New Yorker Fiction Review: "Savage Breast" by Elizabeth McKenzie

Issue: Dec. 15, 2014

Story: "Savage Breast"

Author: Elizabeth McKenzie

Rating: $$$

Review: Elizabeth McKenzie's short story "Savage Breast" takes its title from an often misquoted line from William Congreave's play, The Mourning Bride. The original line goes: "Music has charms to soothe a savage breast/To soften the rocks, or bend a knotted oak." While neither Congreave nor his play, written at the end of the 17th century, are remembered today in any but the most academic of literary circles, that particular line about the "savage breast" was destined to become quoted and misquoted a bizillion times throughout the centuries, and to become the subject  of innumerable bar bets and frantic Google searches in the 21st century. I can remember at least twice in my life having to (reluctantly and with great reserve, I assure you) prove someone wrong who insisted the phrase was "savage BEAST" by pulling up the Congreave quote on my computer (in 2004) and on my phone (in 2011). And who can't remember, at least a handful of times, hearing the phrase "soothe the savage beast" in connection with something else, some attempt to placate or ease someone's anger, some other context having nothing to do with music or savage "breasts." Come to think of it, what is a "savage breast" anyway? Laden with that kind of confusion, it's no wonder this story is a surreal, dream-like journey, completely open to interpretation and with a "right" answer that is known and understood by only one person.

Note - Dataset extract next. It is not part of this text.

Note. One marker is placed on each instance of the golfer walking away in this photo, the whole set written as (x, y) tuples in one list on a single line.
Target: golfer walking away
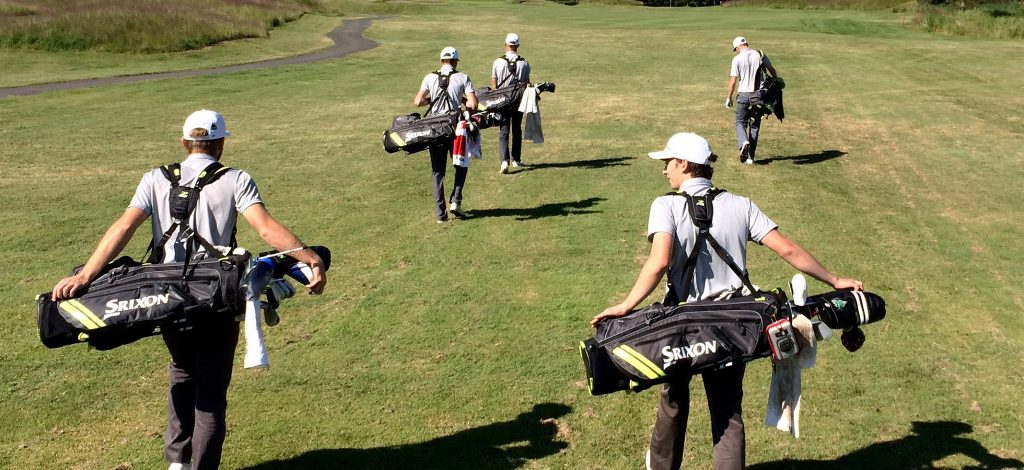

In "Savage Breast," a woman goes down for an after-work nap, only to find that she's been transported back to her childhood home; however, unlike in a dream, where certain features are heightened, others are muted, and some completely different, the woman finds that she's actually there. Everything is the same: every detail, every piece of furniture, every brick. The only difference is her family are not humans but humanoid "beasts" with hair like sheepdogs. She assumes her old role in the family and remembers the warmth and happiness she felt at that time in her life. That is, until an incident involving the very phrase from the story's title -- "savage breast" -- but from a different book -- causes a disruption in the peace and comfort of the dream-world. What ensues is a complete disruption of that world, as she and her family are whisked away in an evacuation reminiscent of Jews in WWII Poland, or a family of illegal immigrants forced to leave their home in the middle of the night or be deported. It's a strange and inconclusive ending to a strange and inscrutable story.

Yet somehow it works. Too often, readers, and particularly readers of short stories, (myself included) look for a "button" on a story; that decisive moment or "thing" that happens to tie the story up neatly into a bow. Flannery O'Connor was absolutely brilliant at this. Never did a Flannery O'Connor story (that I've read) go without a nice, neat (well, sometimes messy) conclusion. Something happened and you knew the story was officially over. But in the case of "Savage Breast" the story just seems to cease. Having been sucked into a dream, and then having been sucked out of that dream into something more like a nightmare, the main character asks the question: "Hadn't I been glad enough?" And the story is over.

This story succeeds because McKenzie pulls us through two unknown and skewed worlds; it is a travel story without actually being a travel story. As soon as we realize she is in a dream world peopled (beasted?) by alien beings in a familiar setting, we know that all bets are off and so we read that much more closely. At least I did. And when the story's second break with reality comes, all bets are off once again we're now just hoping the earth doesn't get swallowed up by a giant dragon or something. McKenzie accomplishes the feeling of being trapped in a dream; even when it's a comfortable, nice dream, something still feels off. The subconscious is not forgiving terrain.

We, the reader, are left without a definitive conclusion, which in this case is fine, because the trip out of this bizarre world would be clumsy and difficult to write though. You can imagine the main character waking from her nap and seeing a piece of fur on her floor or something unbearably kooky like that, or even deciding to live a more grateful life, but why bother with that? Sometimes a story can simply exist. As it is, "Savage Breast" is a profound meditation on childhood, on perception, on gratitude, and -- at its most elemental -- what it means to be a human being. Now, I can't very well  make a statement like that and not support it. So...in this case...what it means to be a human being is, in one sense: to be constantly ripped from familiar situations we understand -- or at least in which we're comfortable -- and forced onward into the unknown, either by our parents, by circumstance, or even by our own selves later in life; it is a constant lurching forward while longing for something more familiar, like F. Scott Fitzgerald's "boats borne back ceaselessly into the past." How we cope with those separations, that forward movement while backward looking, is part of what defines us as human beings.